The Future of Christianity in the West (3)

This is the third of nine articles in a series entitled “The Future of Christianity in the West.”
 
How are we to respond to the coming hardships of life in a hostile secular culture? We must take the long view. There will be no quick fix in a world that has lost its way. We face a marathon, not a sprint.

Our response
Christian families, communities, churches, schools and other institutions must be strengthened so as to survive the onslaught of secular paganism so as to be there when that new pagan order  inevitably collapses. The Christian social order must become the alternative to which the unbelieving turn when the current amoral trajectory disintegrates into a dark age.

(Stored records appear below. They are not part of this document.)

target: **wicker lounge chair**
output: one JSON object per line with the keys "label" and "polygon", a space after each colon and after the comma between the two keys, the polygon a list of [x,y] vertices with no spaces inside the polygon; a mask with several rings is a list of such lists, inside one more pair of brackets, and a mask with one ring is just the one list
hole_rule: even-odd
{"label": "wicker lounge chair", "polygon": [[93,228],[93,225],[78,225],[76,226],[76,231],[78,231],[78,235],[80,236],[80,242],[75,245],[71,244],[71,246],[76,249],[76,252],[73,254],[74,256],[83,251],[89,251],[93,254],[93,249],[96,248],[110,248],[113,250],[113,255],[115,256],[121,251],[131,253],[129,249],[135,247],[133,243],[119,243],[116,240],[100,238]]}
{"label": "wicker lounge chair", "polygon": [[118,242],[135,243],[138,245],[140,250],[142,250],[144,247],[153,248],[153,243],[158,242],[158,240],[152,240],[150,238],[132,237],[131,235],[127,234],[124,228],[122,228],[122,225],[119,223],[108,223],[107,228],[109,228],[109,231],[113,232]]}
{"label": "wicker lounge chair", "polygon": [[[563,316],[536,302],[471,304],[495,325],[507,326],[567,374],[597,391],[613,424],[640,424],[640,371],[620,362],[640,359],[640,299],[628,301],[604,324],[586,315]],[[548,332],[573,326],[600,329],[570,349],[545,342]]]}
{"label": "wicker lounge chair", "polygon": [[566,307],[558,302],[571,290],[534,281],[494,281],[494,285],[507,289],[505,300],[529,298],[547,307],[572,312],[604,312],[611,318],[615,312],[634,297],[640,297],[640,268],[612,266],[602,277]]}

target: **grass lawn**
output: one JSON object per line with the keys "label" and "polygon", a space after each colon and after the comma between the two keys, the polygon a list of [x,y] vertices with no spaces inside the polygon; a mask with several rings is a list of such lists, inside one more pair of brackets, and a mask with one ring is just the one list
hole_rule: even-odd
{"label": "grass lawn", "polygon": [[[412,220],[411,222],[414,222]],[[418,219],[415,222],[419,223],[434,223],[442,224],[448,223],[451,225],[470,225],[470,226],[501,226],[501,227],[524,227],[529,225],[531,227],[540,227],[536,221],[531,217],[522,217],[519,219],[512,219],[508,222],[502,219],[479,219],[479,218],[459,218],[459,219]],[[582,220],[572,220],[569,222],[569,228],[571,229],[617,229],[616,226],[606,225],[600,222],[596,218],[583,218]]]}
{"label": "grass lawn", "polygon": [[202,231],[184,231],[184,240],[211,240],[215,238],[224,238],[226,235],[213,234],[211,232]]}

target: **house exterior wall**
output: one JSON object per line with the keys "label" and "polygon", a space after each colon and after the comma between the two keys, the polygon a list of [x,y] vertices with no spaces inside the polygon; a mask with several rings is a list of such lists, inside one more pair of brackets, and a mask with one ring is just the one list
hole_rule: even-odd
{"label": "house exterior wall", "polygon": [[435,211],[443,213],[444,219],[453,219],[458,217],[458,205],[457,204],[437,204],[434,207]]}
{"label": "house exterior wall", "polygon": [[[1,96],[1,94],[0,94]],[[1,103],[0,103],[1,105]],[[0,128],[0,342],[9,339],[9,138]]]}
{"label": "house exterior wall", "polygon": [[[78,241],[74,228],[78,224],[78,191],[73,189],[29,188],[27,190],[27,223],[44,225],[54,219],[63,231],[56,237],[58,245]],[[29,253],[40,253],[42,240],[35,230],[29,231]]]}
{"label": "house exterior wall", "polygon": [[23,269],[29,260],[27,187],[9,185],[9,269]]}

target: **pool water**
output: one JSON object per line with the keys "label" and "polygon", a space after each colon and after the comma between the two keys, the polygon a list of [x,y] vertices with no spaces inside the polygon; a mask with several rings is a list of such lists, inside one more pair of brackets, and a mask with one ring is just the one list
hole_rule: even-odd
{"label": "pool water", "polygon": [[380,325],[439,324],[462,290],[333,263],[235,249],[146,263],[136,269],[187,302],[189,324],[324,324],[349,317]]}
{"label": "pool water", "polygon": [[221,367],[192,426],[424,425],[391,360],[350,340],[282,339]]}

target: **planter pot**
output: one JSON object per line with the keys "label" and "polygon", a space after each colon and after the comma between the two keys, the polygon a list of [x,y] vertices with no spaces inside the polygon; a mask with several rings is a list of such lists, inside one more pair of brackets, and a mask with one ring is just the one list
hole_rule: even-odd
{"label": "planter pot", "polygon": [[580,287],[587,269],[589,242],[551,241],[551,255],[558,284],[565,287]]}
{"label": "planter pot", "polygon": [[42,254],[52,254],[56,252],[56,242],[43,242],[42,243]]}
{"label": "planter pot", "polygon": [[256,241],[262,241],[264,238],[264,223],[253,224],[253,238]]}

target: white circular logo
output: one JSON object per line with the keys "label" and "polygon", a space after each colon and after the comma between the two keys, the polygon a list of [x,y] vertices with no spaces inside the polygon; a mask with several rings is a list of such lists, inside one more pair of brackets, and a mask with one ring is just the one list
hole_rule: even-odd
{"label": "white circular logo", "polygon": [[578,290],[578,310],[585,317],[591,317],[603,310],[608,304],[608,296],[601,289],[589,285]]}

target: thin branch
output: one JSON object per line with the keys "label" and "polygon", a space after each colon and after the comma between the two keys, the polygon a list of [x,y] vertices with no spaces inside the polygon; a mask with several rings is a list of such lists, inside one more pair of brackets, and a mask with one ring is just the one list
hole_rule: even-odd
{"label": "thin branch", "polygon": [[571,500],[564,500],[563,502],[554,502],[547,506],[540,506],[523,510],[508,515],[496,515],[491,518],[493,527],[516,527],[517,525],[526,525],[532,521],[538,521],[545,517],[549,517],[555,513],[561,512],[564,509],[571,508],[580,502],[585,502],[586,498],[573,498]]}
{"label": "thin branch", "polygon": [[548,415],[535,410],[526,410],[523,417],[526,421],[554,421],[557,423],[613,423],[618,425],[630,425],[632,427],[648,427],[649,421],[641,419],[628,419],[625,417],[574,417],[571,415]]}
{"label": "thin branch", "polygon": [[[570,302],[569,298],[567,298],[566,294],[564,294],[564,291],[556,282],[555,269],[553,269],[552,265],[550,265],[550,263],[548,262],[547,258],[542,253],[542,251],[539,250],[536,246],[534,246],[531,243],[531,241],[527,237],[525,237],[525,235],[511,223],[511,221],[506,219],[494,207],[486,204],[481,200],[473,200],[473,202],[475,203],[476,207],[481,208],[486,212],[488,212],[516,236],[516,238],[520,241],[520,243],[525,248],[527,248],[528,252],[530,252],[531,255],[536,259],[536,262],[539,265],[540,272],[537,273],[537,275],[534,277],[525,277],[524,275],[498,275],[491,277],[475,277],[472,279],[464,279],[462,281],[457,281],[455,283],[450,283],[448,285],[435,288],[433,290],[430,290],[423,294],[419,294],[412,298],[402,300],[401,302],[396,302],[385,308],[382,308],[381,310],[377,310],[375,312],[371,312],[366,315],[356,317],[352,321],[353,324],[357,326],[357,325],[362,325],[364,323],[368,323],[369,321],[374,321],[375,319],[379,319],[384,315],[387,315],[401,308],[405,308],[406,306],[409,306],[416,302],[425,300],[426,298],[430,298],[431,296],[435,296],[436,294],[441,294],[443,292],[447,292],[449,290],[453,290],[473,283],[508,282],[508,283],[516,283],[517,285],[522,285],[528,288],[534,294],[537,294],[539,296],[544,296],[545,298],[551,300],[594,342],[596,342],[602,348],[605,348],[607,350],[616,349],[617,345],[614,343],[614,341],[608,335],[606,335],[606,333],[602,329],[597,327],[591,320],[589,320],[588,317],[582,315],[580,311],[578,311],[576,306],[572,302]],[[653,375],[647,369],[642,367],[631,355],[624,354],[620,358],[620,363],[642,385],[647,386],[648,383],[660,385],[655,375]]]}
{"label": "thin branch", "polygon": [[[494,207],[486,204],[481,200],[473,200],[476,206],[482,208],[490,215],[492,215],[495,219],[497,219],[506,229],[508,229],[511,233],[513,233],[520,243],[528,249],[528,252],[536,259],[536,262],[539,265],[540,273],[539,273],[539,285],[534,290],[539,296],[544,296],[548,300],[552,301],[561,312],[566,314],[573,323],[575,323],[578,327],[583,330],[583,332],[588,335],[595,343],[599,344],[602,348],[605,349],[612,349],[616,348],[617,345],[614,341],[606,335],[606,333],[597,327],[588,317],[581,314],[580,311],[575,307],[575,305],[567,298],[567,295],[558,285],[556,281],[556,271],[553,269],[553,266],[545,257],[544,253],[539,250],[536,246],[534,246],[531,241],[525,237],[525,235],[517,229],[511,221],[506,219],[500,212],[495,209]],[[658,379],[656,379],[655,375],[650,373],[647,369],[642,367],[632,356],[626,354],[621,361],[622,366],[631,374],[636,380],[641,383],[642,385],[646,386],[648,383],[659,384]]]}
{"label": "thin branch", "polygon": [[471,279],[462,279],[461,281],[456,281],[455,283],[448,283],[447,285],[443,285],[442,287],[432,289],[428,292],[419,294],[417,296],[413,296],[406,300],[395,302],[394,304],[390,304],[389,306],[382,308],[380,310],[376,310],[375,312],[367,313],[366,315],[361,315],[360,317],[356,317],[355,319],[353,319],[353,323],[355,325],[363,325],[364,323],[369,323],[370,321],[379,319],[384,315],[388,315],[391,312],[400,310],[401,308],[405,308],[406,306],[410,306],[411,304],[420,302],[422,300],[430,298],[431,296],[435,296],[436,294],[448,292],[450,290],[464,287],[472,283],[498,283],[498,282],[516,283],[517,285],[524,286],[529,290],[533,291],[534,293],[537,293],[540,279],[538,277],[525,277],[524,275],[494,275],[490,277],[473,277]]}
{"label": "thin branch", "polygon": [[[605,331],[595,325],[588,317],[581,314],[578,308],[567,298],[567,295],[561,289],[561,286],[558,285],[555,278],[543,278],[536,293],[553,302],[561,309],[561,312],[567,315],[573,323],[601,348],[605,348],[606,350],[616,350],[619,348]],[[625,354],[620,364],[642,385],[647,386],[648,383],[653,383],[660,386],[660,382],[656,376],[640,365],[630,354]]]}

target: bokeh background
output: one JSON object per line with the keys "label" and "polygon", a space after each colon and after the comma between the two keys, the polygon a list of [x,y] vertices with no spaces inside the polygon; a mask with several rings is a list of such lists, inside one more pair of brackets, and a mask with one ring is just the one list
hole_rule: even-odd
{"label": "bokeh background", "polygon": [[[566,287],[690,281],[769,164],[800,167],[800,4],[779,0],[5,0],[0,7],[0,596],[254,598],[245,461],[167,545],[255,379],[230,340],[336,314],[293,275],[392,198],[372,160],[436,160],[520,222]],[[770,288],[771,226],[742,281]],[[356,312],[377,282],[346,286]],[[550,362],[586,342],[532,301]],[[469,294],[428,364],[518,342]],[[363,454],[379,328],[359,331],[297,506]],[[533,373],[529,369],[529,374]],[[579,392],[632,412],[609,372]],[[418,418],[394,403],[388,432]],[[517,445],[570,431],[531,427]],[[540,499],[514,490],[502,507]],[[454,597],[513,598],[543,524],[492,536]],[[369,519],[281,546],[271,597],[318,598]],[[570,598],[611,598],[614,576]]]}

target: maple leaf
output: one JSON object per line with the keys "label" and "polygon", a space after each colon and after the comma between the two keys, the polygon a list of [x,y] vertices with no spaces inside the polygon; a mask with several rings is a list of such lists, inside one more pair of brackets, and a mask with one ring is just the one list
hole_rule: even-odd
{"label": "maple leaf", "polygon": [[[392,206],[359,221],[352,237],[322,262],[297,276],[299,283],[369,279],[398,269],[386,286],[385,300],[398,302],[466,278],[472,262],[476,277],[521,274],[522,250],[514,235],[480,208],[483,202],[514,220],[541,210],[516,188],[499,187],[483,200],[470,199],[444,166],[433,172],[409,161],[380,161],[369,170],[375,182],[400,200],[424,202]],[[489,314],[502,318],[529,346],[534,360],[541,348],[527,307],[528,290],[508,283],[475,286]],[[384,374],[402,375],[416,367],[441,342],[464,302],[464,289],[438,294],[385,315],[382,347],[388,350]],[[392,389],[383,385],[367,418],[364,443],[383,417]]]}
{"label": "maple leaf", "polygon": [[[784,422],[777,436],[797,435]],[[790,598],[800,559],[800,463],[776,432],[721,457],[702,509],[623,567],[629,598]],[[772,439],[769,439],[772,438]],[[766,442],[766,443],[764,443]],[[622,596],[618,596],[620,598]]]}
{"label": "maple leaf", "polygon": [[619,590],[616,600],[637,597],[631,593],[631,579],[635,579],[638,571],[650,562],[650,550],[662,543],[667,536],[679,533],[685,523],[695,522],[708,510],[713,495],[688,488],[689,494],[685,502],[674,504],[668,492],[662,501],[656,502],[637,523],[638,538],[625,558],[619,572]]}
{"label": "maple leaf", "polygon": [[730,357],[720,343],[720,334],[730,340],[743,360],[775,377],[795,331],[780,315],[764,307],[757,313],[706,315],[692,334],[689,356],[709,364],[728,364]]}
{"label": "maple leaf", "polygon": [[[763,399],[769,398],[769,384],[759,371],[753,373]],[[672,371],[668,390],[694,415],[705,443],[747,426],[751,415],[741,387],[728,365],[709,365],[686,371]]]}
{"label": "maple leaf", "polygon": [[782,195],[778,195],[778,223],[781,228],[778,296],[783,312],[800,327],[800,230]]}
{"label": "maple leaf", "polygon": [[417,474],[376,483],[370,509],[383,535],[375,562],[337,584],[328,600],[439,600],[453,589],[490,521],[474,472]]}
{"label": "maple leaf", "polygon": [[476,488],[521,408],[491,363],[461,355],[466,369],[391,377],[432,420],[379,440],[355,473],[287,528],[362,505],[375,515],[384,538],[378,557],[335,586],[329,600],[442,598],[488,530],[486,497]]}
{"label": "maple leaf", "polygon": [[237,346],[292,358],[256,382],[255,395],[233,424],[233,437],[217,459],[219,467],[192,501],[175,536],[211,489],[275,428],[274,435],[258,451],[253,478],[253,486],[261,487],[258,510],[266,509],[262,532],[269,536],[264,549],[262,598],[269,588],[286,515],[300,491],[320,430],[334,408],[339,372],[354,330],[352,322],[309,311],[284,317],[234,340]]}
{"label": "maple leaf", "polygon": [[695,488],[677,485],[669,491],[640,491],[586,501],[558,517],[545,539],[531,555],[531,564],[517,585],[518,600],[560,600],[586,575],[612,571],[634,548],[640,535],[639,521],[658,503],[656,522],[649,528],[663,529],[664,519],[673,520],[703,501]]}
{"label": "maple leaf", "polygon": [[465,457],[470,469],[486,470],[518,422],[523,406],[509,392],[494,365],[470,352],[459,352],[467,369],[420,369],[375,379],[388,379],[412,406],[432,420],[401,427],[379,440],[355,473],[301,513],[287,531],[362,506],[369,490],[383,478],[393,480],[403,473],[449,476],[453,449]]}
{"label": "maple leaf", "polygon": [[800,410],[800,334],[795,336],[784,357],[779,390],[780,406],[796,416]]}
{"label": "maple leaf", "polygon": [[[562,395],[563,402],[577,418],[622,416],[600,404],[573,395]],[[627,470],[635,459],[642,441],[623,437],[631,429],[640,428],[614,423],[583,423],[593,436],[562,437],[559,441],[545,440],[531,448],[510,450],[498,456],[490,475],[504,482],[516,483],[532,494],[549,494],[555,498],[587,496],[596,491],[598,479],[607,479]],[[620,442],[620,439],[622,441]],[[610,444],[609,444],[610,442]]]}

We must cast an alternative vision of life: pro-life, pro-marriage, pro-children, pro-family, pro-church, pro-God.
How do we get started? “Secede culturally from the mainstream,” Dreher urges. “Put the smartphones away. Read books. Play games. Make music. Feast with your neighbors…Start a church…Open a classical Christian school… Plant a garden.” Faithful, orthodox Christians are a minority in Western civilization, an increasingly despised one. We are internal exiles in our own country. Yet the Christian social order is the key to true human flourishing. “We are a minority now,” says Dreher. So let’s be a creative one, offering warm, living, light-filled alternatives to a world growing cold, dead, and dark.2

Church
What does this mean for the church? The church must simply be the church. This means summoning the courage to tell its story and nurture its distinctive life. Forget about being normal, Dreher counsels. Forget about being accepted. Abandon the strategy of “treating worship as a consumer activity and allowing parishioners to function as unaccountable, atomized members.” Quit functioning as “secular entertainment centers with religious morals slapped on top.”The “renewing of our minds” means that Christian thought patterns and behaviors are not natural to people (Rom 12:1, 2).
The church being the church begins with our public assemblies, our worship services. Nothing we do in worship is by secular standards normal. Prayer. Baptisms. The Lord’s Supper. Congregational singing. Readings from a 2000+ year-old book. Sermons. None of this is culturally familiar. The secular, pagan American who wanders into a Christian assembly and witnesses any of the main elements of service, any of them, will think them strange. Yet these elements are the keys to Christian growth. The word, sacraments, and prayer are the means of grace and growth for believers. “Instead of being seeker-friendly,” Dreher suggests, we should be “finder-friendly, offering those who come to us a new and different way of life.”4 Participating in church worship services helps reinforce the truth that Christianity is a way of life, and “embracing it means we do things that set us apart from the crowd.”5
In addition, if the moral witness of the Christian community is to have integrity, then Christian ethics will have to be consistently applied. Opposition to homosexuality must be accompanied by opposition to all sexual sin: fornication, adultery, pornography, and divorce. Those who refuse to comply will have to be admonished, and if they persist, eventually excommunicated.
Regular and personal prayer and Scripture reading play an important role in shaping and sustaining the Christian life. Periodic fasting also has a role to play (Mt 6:1-18). “Man does not live by bread alone,” Jesus tells us, “but by every word that proceeds from the mouth of God” (Matt. 4:4).
Dreher recommends that some effort be made for believers to live in close proximity to each other. Geography matters. According to Dreher, we need “Christian villages.” We should aim to live close to the church structure so that full participation in the life of the church may be possible. The more that faithful believers are neighbors, the more encouragement and support they may be for each other. In the absence of some sort of living community, “the atomizing and secularizing forces of society will overwhelm us,” says Bradley W. Anderson in a review of Dreher’s work.6

1Dreher, The Benedict Option, 98.
2Ibid., 99.
3Ibid., 102.
4Ibid., 121.
5Ibid., 110.
6Bradley W. Anderson, “Choosing the Good Portion,” Touchstone, July/August 2017, 43.